(Granada) Populist Polish and Hungarian leaders vehemently demonstrated their opposition to reform of the European migration system at an EU summit on Friday, which they cannot block, two days after an agreement -key between Member States.
Hungarian Prime Minister Viktor Orban, a regular in diatribes against Brussels, went so far as to speak of “rape” in thunderous declarations upon his arrival at this informal summit in Granada, in the south of Spain. “If you are legally violated, forced to accept something you don’t like, how do you expect to reach a compromise and an agreement? It’s impossible,” he said.
“We are not afraid of the diktats that come from Brussels and Berlin,” thundered the Polish Prime Minister, Mateusz Morawiecki.

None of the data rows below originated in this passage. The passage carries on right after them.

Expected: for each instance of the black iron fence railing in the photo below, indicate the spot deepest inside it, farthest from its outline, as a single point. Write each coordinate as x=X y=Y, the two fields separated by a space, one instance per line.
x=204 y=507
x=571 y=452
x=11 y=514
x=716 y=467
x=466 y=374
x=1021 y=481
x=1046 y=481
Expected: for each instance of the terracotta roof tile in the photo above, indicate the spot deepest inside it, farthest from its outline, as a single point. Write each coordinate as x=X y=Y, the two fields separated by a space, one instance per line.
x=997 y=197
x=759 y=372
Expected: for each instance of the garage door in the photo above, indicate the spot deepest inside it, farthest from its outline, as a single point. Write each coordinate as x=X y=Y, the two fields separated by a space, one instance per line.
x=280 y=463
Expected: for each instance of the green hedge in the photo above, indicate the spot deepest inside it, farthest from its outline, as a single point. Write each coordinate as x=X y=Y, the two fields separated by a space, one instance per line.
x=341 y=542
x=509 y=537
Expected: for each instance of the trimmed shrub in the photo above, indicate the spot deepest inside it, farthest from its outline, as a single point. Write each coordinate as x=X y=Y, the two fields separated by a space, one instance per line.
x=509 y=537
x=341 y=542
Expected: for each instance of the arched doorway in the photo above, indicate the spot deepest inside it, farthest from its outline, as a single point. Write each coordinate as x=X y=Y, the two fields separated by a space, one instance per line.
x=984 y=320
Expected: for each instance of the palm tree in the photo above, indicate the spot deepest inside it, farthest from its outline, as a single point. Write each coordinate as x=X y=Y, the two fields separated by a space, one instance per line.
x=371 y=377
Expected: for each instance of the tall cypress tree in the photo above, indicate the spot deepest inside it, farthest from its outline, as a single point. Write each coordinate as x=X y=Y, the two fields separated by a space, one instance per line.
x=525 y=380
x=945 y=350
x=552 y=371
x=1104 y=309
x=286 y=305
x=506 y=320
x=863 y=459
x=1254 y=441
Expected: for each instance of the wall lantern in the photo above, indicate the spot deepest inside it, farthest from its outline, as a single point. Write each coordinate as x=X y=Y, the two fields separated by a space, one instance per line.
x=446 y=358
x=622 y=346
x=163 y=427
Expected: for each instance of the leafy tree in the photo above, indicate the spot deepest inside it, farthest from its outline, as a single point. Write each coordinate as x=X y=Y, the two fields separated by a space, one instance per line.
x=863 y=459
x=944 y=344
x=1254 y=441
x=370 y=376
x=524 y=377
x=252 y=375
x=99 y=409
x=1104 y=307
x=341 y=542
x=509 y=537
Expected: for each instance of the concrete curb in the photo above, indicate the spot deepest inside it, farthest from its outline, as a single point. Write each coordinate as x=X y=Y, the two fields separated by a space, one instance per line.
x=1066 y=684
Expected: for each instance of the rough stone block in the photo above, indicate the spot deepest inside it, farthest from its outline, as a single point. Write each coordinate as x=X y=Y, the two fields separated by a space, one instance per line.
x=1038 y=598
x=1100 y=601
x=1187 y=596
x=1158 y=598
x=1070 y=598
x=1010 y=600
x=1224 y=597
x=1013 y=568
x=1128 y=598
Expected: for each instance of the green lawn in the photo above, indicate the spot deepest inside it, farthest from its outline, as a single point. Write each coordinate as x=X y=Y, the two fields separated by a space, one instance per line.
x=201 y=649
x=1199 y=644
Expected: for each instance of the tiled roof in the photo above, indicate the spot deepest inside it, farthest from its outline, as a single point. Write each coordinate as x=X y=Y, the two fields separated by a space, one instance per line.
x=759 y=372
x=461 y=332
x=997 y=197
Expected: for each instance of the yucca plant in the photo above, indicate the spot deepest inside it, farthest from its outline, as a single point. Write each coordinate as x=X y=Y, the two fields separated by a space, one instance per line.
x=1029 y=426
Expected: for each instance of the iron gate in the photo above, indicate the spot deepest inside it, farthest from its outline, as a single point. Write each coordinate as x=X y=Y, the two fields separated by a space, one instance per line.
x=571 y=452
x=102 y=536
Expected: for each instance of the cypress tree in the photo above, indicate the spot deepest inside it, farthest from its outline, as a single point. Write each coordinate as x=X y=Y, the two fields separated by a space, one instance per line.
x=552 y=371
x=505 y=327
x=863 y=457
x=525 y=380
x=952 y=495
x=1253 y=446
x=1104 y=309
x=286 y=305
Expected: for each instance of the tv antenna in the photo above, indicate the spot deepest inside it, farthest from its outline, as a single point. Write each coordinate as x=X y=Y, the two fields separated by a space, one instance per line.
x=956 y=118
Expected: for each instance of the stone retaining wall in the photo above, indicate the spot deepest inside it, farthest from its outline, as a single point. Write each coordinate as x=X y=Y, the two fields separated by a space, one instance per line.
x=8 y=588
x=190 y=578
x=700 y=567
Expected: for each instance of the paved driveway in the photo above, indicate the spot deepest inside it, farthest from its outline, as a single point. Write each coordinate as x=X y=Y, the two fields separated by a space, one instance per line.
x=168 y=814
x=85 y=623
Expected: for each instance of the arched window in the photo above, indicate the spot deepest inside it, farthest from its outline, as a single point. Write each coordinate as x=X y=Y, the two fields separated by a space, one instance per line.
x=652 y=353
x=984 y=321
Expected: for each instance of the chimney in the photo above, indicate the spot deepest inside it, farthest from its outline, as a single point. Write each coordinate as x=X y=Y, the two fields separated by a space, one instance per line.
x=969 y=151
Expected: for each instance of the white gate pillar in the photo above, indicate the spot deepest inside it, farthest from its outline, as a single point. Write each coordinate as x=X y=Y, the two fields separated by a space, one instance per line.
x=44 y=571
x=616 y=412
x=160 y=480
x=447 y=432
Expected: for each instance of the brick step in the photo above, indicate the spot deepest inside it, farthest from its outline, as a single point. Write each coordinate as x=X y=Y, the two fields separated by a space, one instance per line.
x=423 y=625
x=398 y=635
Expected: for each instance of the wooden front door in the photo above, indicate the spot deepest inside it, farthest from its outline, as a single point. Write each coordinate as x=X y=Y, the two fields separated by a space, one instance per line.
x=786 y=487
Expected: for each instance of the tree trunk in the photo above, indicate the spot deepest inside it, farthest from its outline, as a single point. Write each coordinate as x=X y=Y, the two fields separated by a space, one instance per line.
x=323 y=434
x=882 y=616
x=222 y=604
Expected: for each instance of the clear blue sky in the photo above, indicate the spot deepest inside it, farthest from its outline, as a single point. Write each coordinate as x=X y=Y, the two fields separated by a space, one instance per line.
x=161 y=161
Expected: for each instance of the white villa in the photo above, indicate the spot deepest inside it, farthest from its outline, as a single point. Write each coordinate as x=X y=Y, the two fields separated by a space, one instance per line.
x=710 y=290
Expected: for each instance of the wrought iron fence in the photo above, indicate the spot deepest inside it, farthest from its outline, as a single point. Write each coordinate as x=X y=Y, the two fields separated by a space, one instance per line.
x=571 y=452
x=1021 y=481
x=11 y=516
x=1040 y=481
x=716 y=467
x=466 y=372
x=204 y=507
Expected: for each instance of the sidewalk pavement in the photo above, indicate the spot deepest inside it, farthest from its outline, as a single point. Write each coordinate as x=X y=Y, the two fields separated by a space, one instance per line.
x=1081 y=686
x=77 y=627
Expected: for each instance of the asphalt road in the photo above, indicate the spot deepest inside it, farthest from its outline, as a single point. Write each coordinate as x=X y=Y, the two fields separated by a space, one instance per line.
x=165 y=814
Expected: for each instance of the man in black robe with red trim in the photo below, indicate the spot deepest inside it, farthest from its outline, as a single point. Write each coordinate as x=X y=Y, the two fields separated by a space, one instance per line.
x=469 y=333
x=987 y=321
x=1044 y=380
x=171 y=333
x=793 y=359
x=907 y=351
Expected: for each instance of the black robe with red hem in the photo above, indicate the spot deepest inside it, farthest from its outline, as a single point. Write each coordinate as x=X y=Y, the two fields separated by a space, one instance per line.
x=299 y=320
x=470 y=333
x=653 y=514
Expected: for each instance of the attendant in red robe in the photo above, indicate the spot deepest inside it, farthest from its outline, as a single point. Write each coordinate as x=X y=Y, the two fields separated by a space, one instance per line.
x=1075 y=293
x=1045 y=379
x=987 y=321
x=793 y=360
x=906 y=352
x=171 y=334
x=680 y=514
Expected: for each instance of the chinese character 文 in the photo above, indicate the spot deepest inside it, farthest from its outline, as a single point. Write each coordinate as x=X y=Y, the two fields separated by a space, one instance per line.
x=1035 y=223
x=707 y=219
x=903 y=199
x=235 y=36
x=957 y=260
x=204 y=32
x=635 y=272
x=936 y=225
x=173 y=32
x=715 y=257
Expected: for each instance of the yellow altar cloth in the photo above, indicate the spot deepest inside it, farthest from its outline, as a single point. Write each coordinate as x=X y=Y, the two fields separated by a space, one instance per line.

He reiterated his refusal to have a system of “distribution of irregular migrants” imposed on him, ten days before legislative elections in Poland which promise to be close.
To express their dissatisfaction, in a primarily symbolic approach, the two countries on Friday blocked the adoption of a joint declaration on immigration at the end of the summit.
The migration issue, one of the most thorny among the Twenty-Seven, was put on the agenda of this summit at the request of the head of the Italian government Giorgia Meloni following the recent influx of migrants on the small Italian island of Lampedusa, which recalled the urgency of a European response.
In recent days, the Spanish archipelago of the Canaries has also seen an increase in entries.
On Wednesday, the ambassadors of EU countries finally agreed on a regulation setting up a mandatory solidarity mechanism between member states in the event that one of them is faced with an “exceptional situation » linked to “massive” arrivals of migrants at its borders.
The text, which also provides for a regime derogating from traditional asylum procedures, less protective for migrants, had to be the subject of a compromise to overcome German, then Italian, reluctance.
“Differences in geographical location”
This regulation, the last piece of the EU Asylum and Migration Pact which must still be the subject of negotiations with the European Parliament, was approved by the Member States by qualified majority as the treaties provide, and not by unanimity as demanded by Poland and Hungary.
The latter voted against the text, while Austria, Slovakia and the Czech Republic abstained.
Giorgia Meloni once again expressed her satisfaction with this text on Friday, believing that “the position that Italy has held for a year today dominates”.
“Today we found ourselves in a European Council where 27 countries agree that the priority is to stop illegal immigration,” said the far-right leader.
She assured that she “understood the position” of her Hungarian and Polish counterparts, stressing that the differences in views on migration reform between her and these leaders were due to “differences in geographical location”.
French President Emmanuel Macron welcomed the fact that the migration issue “is moving forward as it should with a qualified majority”.
Poland and Hungary demanded, without success, that the summit’s final declaration include a reference to the need for unanimity to adopt migration reform. In response, they refused to endorse the paragraph of the joint declaration relating to immigration.
This is what already happened during a summit in Brussels at the end of June, when the Polish-Hungarian duo blocked the adoption of conclusions to indicate their opposition to two other texts of the migration pact approved by the Member States shortly before.
The declaration on immigration, endorsed in the name of the President of the European Council Charles Michel in the absence of consensus of the 27, affirms the need to respond to irregular immigration “immediately and with determination” and to “intensify the returns” of irregular migrants .
He also mentions the EU’s determination to establish “mutually beneficial global partnerships with countries of origin and transit”, such as the one concluded in July with Tunisia in order to reduce the number of migrant arrivals from its territory.
This memorandum of understanding is, however, the subject of controversy, linked to concerns about respect for the rights of migrants in this country, but also to criticism from certain Member States who have complained of not having been sufficiently involved in its negotiation.
Recent statements by Tunisian President Kais Saied, refusing the European funds that were allocated to Tunisia, describing them as “insignificant”, have further fueled doubts about this partnership.